In our analysis there were 334 reviewers with more than 10 reports. On average, they produced 14 reports. We scored their overall priority score and recalculated those as if each reviewer had produced 14 reports. Our reviewers were asked to choose between high (top 20%) priority and low priority. Fig. 4 shows that the observed distribution deviates substantially from the expected—calculated—distribution. Thus, based on an overall occurrence of 60% low priority and 30% high priority, there would be a chance of 0.08% (none expected in the group of 334 reviewers) to find 14 consecutive low priorities (bin 0–3%) based on binomial distribution calculations. However, we found seven individuals within this bin. The chance to have 13 low priorities and one high priority (bin 3–10%) would amount to 0.73% or two individuals. Instead we observed 20 individuals. Within the first four bins (at the left) the expected cumulative percentage would be 12.43% with 41 individuals.
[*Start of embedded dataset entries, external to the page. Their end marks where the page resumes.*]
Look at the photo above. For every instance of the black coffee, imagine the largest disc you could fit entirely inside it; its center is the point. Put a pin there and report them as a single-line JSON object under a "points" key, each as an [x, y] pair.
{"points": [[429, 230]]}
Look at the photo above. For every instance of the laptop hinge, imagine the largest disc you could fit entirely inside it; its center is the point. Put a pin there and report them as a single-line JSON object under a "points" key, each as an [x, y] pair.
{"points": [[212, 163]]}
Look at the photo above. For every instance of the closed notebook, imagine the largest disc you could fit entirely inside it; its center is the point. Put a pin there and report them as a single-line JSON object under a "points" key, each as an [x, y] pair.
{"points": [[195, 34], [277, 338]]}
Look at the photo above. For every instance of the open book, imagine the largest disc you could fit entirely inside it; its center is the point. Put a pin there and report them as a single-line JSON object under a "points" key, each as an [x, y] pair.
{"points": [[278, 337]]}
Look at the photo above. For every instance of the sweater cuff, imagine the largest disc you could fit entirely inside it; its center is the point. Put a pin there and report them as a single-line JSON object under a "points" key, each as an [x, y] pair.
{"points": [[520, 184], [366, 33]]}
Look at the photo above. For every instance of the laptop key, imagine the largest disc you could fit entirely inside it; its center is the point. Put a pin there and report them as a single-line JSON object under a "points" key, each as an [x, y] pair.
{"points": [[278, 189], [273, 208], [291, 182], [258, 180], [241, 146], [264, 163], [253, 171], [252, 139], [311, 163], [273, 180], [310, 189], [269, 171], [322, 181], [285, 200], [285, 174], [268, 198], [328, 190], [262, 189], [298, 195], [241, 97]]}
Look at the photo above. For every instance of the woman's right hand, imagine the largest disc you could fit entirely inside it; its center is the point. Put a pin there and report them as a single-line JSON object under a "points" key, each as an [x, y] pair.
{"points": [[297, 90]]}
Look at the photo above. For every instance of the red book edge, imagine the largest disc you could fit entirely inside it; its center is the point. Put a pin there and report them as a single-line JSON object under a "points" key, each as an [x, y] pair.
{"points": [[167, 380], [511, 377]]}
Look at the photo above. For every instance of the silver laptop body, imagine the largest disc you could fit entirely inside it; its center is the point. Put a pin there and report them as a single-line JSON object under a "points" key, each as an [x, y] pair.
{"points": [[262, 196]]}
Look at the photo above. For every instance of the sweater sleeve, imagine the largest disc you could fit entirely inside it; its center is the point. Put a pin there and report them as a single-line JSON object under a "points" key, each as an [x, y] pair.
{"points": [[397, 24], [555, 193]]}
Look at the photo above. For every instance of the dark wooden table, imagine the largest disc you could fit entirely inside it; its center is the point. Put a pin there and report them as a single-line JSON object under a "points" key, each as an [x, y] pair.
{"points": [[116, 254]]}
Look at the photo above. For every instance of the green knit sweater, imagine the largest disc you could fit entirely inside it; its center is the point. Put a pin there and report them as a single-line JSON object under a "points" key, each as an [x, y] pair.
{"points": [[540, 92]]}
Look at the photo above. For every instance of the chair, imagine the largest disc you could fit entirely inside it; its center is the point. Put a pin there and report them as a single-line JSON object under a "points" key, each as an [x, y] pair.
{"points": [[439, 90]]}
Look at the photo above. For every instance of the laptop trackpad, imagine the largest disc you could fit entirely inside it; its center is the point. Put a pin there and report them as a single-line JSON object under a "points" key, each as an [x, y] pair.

Instead we found 93 individuals. Overall, 52 out of 334 reviewers (15.6%) tended to assign more low priorities to manuscripts than would be expected. This is substantially more than in the previous analysis of Siegelman [8].
|
| 6 Geographical aspects |
|---|
|
|
|---|
We next hypothesized that if bias is present, it might relate to the country of origin of either authors or reviewers or both. We calculated the number of reviewer–manuscript interactions from the database with 3444 manuscripts. We omitted all manuscripts with authors with an affiliation from more than one country. This led to 8313 reviewer–manuscript interactions. Next, we selected the countries with more than 100 interactions both at the reviewer and the manuscript side. Some countries fulfilled one of the criteria, but not the other (reviewer: Belgium, Switzerland; manuscripts: Austria, Spain, Taiwan). Fig. 5 shows the countries grouped in the order of averaged reviewer's priority scores. The average priority score for all 8313 interactions was 35.07% and this value was set at 100% (dashed line). The reviewers histograms depict the priority score of the reviewers from a specific country on the manuscripts of all countries including the own country. The manuscript histograms depict the priority scores of the manuscripts from a specific country as assigned by the reviewers from all countries including the own country.
|
Reviewers from the USA assigned significantly higher priority to manuscripts (ANOVA, P<0.0005). The opposite was observed for reviewers from Japan (P<0.025), the United Kingdom (P<0.001) and Australia (P<0.025). Reviewers from The Netherlands also assigned relatively low priority scores (borderline significant).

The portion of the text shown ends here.